Вначале будет тьма // Финал - Веллер Михаил (лучшие книги без регистрации TXT) 📗
Наша первая зима вместе была нелегкой. Из-за очередных санкций пропала крупная партия товара, Андрей остался с долгом перед заказчиком. Я работала флористом, моей зарплаты едва хватало на продукты и квартплату.
Часто мы останавливались на углу Покровки и Солянки и поглядывали то на итальянскую закусочную, то на магазин художественных принадлежностей. Ежась от ветра, спорили, купить ли нам пиццу или краски – в том году я много и со страстью рисовала. Иногда Андрею удавалось что-то продать, и тогда он дожидался меня с горячей пиццей, пока я бродила, подбирая нужную бумагу и самые лучшие в мире карандаши.
Моя игра в художника продлилась всего двадцать четыре месяца, но пришлась на самые безденежные годы. При этом я всегда знала, что не буду мастером и что это не настоящее мое призвание, не моя страсть, не моя дорога, но какой-то подступ к призванию, страсти, дороге.
Мне нравилось одинокое время, которое я проводила у холста, я была благодарна, что такое время возможно. Как будто я выключалась из хода причин и следствий и соединялась с теми, кто сто, двести, триста лет назад точно так же смотрел на белый лист, изо всех сил собирая внимание и впечатления, чтобы выплеснуть их и воплотить.
С наступлением весны у Андрея дела поправились, он пропадал целыми днями, между встречами посылая короткие сообщения: «жив». В городе то и дело взрывали. Но Андрей опережал мои встревоженные эсэмэски. Наверное, это было безрассудно, но весной и летом я много гуляла. В конце концов, взорвать могли и наш дом. Какой резон сидеть взаперти?
Мне нравился Парк Горького: проститутки, подростки, сумасшедшие, уверявшие, что были похищены инопланетянами. И тут же йогические и танцевальные сборища, фокусники и уличные музыканты, блошиный рынок с тысячью мелочей.
Парк оставался, несмотря на теракты, почти курортной набережной.
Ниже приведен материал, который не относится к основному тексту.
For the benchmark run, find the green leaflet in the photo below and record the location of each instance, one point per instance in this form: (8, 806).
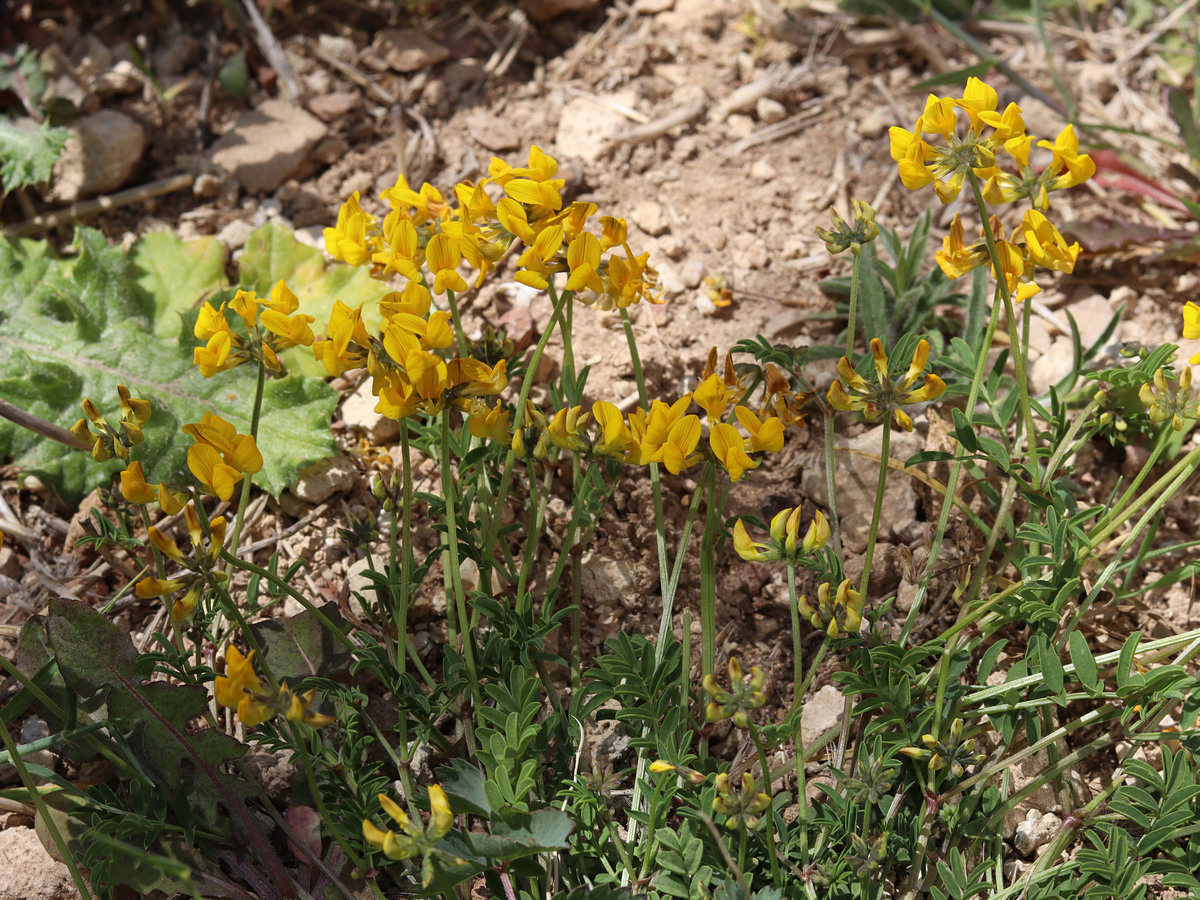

Глядя на скейтеров и девушек загорающих топ-лес, я стала думать, что, возможно, вечность действительно существует и всегда повторяется. В вечных ситуациях, неловкостях и близости, улыбках и слезах, вечном воздухе и тревоге – о теракте или невыключенном утюге.
В детстве я смотрела фильм, название которого забыла, он был про любовь и будущее, в котором появился неизлечимый вирус. Главные герои там ресторатор и худая девушка-биолог.
Он рассказал ей, что бросил больную подругу и всякий раз, когда кто-то оказывается близко, ему хочется сделать больно.
Она рассказывала в ответ, что у людей постепенно отключатся чувства: обоняние, осязание, слух и, наконец, зрение. И что неминуемо эта болезнь доберется до всех. И что она не может иметь детей, потому что переболела анорексией, что она ест жадно и неаккуратно, и все, наверное, будет нормально, если он останется сегодня с ней.
Почему я запомнила этот фильм? Может, потому, что было время, когда я ела по одному яблоку в день, весила 39 кг. И не потому, что не было еды, а потому, что мне было противно чувствовать себя сытой. Или потому, что я, как и героиня-биолог, думаю, что ничего не случится, все будет нормально, если Андрей вернется сегодня не поздно. Или из-за детей, которых у меня тоже не будет.
Программу зарубили, как и следовало ожидать.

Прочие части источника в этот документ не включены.